If it is your very first project, just asking for it to do things is fine, but as you progress, you want to be more intentional and interactive about how you use it.
Let’s compare how a beginner versus an advanced practitioner should go about learning on a project.
A Beginner’s Project Walkthrough
An example of a beginner’s project walkthrough could look like this:
- You feed ChatGPT the information about the rows and columns of the data
- You ask it to create boilerplate code to explore this data for null values, outliers, and normality
- You ask it what questions you should ask of this data
- You ask it to clean the data and build the model for you to make a prediction on the dependent variable
While it may seem like it is doing all the work for you, you still have to get this project to run in your environment. You are also prompting and problem solving as you go along.
There is no guarantee that it will work like there is when you’re copying someone else’s project, so I feel like this is a nice learning middle ground for involvement.

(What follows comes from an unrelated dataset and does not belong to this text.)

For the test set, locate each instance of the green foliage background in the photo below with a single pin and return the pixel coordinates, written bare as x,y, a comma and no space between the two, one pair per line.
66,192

An Advanced Practitioner’s Project Walkthrough
Now, let’s think about how a more advanced practitioner would use this:
1. You could follow the same steps of generating boilerplate code, but this should be expanded upon. So, you might want to experiment with more hands-on exploration of the data and hypothesis testing. Maybe, choose one or two questions you want to answer with data and descriptive statistics and start analyzing it.
2. For someone who has done a few projects, I recommend generating some of the code yourself. Let’s say you made a simple bar chart in plotly. You could feed that in and ask ChatGPT to reformat it, to change the color or the scale, etc.
By doing this, you can rapidly iterate on visualizations, and you can see in real time how different tweaks to the code change the graph. This immediate feedback is great for learning.
3. I also think it is important that you review these changes and see how they were made. Also if you don’t understand something, just ask ChatGPT right there to expand on what it did.
4. More advanced practitioners should also focus more heavily on the data engineering and the pipelines for productionizing code. These are things that you still need to be fairly hands-on with. I found that ChatGPT was able to get me part of the way there, but I needed to do a lot of debugging myself.
5. From there, you may want to go through and have the AI run some algorithms and do parameter tuning. To be honest, I think this will be the part of data science that will be automated the fastest. I think parameter tuning will see diminishing returns for normal practitioners, but maybe not for the highest level Kagglers.
6. You should focus your time on feature engineering and feature creation. This is also something that the AI models can help with, but not completely master. After you’ve got some decent models, see what data you can add, what features you can create, or what transforms you can do to increase your results.
In a world with these advanced AI tools, I think it is even more important to do projects than ever. You have to build things, and share your work. Fortunately, with these AI tools, it is also easier than ever to do that. It’s easier produce a web app. It’s easier to work with new packages that you’ve never worked with before.
I would highly encourage you to create real-world impact and tangible things in your data science work. That will be the new way to differentiate when others are also using these tools to learn and build.
The world is changing, and so is data science. Are you ready to embrace the challenge and create a real-world impact with your projects?
I alluded to it earlier, but I think the way we all work is changing. I think it is an uncertain time for all fields, including data science.
On the other hand, I think that data science is an excellent mix of technical and problem-solving skills that scale well to almost any new world or field.
I’ve talked at length in my podcast about how I think data science is one of the closest fields to pure entrepreneurship out there. I think that, in a world changed by AI, we will need to leverage that entrepreneurial spirit as much as possible.